Dr. Milan Vaishnav
South Asia Program, Carnegie Endowment for International Peace
Modi's India: Change You Can Believe In?
About the Topic
The 2014 Indian general election, the largest democratic exercise in history, produced a landslide victory for the opposition Bharatiya Janata Party (BJP) and its leader, Narendra Modi. The election verdict has been hailed as “historic,” “unprecedented,” and a “game-changer” for India’s future. Brandishing his credentials as an economic modernizer, Modi led the BJP to a decisive victory over the incumbent Congress Party, whose Nehru-Gandhi dynasty has ruled India for much of its post-Independence history.

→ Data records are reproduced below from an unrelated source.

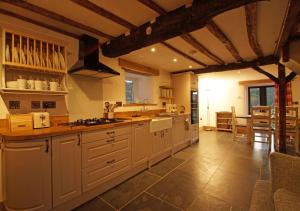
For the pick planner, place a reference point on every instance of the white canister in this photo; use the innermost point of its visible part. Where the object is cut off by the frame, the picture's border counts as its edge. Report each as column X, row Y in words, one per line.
column 53, row 86
column 111, row 115
column 30, row 84
column 22, row 83
column 38, row 85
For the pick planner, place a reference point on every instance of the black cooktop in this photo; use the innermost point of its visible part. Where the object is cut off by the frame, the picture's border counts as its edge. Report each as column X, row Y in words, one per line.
column 93, row 121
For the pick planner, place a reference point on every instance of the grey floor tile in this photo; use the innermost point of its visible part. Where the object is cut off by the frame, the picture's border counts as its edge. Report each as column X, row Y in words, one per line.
column 205, row 202
column 179, row 188
column 129, row 189
column 95, row 204
column 147, row 202
column 232, row 188
column 165, row 166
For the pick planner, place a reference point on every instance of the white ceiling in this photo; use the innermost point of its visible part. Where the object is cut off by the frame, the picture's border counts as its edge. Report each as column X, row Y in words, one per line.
column 232, row 23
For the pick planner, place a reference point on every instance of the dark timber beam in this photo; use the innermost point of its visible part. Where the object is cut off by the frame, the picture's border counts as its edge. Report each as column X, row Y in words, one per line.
column 183, row 54
column 56, row 17
column 289, row 22
column 251, row 22
column 282, row 108
column 105, row 13
column 290, row 77
column 234, row 66
column 193, row 42
column 177, row 22
column 219, row 34
column 269, row 75
column 151, row 4
column 38, row 23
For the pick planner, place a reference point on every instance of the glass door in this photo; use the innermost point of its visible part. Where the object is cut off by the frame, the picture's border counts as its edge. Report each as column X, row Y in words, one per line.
column 261, row 96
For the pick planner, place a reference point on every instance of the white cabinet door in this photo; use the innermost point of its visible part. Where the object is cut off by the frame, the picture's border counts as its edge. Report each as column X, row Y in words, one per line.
column 178, row 131
column 27, row 175
column 157, row 144
column 140, row 143
column 66, row 167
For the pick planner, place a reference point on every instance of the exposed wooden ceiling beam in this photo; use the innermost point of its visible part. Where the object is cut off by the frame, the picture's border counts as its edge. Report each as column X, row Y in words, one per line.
column 251, row 22
column 137, row 68
column 269, row 75
column 103, row 12
column 177, row 22
column 38, row 23
column 56, row 17
column 151, row 4
column 234, row 66
column 193, row 42
column 290, row 20
column 219, row 34
column 183, row 54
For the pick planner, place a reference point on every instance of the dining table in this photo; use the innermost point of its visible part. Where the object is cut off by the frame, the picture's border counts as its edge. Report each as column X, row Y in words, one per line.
column 247, row 117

Modi’s supporters believe he possesses unique skills to get India’s sagging economy back on track, an urgent task for a country with 1.25 billion people, 50 percent of whom are under the age of 25. On the other hand, detractors criticize him for “authoritarian” tendencies and his involvement in horrific ethnic riots which took place on his watch when he was chief minister of the state of Gujarat. Indeed, for the greater part of the past decade, the United States denied Modi a visa to enter the country due to concerns about his human rights record.
In this lecture, Dr. Milan Vaishnav will reflect on the election results and Modi’s performance in his first year in office to evaluate how India’s economic, society, politics, and foreign policy have changed, and how they have not, in the new “Modi era.” These developments, in turn, have real-world implications for the United States and the U.S.-India bilateral partnership.

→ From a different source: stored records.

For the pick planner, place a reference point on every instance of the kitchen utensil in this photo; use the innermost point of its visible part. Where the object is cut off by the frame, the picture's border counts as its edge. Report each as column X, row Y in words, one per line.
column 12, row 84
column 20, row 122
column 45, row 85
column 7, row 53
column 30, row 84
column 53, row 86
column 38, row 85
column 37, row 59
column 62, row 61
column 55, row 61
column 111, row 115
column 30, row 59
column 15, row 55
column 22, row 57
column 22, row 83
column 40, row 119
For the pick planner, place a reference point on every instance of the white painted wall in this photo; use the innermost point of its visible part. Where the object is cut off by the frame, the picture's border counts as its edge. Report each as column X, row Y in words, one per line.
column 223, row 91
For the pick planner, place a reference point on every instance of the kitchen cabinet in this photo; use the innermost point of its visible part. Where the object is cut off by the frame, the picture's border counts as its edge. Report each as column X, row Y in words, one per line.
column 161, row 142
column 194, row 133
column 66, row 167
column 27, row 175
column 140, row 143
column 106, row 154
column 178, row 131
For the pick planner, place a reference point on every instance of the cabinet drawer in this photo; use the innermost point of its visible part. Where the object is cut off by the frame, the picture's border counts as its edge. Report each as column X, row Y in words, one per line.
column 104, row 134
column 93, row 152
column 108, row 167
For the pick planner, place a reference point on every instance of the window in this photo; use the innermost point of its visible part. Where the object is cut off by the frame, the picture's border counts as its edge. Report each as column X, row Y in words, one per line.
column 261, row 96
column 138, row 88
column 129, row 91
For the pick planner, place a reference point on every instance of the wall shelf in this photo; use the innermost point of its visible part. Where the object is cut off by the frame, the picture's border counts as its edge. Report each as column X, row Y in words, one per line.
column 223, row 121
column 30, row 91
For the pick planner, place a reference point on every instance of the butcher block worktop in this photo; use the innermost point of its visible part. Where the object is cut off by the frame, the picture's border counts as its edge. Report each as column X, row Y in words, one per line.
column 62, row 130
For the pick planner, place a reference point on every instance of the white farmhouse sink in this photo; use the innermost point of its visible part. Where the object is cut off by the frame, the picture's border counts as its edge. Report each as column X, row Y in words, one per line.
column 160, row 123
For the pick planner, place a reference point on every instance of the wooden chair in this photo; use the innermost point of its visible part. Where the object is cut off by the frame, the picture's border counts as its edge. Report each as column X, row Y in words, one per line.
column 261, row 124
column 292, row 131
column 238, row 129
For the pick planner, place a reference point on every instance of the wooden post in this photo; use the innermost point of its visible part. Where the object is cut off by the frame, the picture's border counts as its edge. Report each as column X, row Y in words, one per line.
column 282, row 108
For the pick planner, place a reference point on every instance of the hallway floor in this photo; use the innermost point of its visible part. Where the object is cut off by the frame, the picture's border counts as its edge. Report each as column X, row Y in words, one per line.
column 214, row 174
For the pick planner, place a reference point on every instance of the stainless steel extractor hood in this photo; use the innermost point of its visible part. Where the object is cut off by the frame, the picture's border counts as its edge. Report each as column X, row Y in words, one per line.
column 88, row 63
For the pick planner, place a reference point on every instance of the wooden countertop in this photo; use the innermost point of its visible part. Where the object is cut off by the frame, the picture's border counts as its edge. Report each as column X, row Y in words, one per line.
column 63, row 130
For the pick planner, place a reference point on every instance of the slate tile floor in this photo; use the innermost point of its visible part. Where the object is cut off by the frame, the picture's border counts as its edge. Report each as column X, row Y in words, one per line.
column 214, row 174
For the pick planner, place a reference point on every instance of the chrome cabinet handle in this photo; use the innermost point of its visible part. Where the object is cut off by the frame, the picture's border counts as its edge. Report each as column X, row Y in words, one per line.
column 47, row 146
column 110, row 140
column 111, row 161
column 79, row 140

Milan Vaishnav is an associate in the South Asia Program at the Carnegie Endowment for International Peace. His primary research focus is the political economy of India, and he examines issues such as corruption and governance, state capacity, distributive politics, and electoral behavior.
About the Speaker
One of his ongoing major projects examines the causes and consequences of political corruption in India with an emphasis on representation and quality of political leadership, connections between the state and private capital, and the management and exploitation of natural resources. He also works on development policy as well as issues of governance in developing countries and their relation to democratic accountability.

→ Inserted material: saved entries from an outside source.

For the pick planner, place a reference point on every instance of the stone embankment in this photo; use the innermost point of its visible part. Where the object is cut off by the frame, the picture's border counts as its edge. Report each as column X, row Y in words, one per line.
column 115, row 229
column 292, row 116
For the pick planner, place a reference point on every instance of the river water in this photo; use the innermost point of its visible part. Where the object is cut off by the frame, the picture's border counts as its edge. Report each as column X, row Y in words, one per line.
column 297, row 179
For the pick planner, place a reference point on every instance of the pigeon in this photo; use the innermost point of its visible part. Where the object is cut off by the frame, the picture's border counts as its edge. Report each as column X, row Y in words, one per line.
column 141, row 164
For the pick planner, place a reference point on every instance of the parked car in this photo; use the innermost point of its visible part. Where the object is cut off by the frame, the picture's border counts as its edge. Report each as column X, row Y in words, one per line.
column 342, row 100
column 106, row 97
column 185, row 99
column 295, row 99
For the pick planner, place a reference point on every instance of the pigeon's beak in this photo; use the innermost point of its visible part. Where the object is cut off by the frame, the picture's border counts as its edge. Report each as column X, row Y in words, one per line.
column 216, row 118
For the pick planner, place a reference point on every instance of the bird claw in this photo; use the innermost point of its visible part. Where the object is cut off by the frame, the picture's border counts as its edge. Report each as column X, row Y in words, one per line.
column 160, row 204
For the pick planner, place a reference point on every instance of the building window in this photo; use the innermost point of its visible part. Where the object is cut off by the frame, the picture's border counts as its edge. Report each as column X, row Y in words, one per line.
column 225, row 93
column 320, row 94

He is the co-editor of the book Short of the Goal: U.S. Policy and Poorly Performing States (Center for Global Development, 2006). His work has also been published in the Latin American Research Review.
Previously, he worked at the Center for Global Development, where he served as a postdoctoral research fellow, the Center for Strategic and International Studies, and the Council on Foreign Relations. He has taught at Columbia, Georgetown, and George Washington Universities.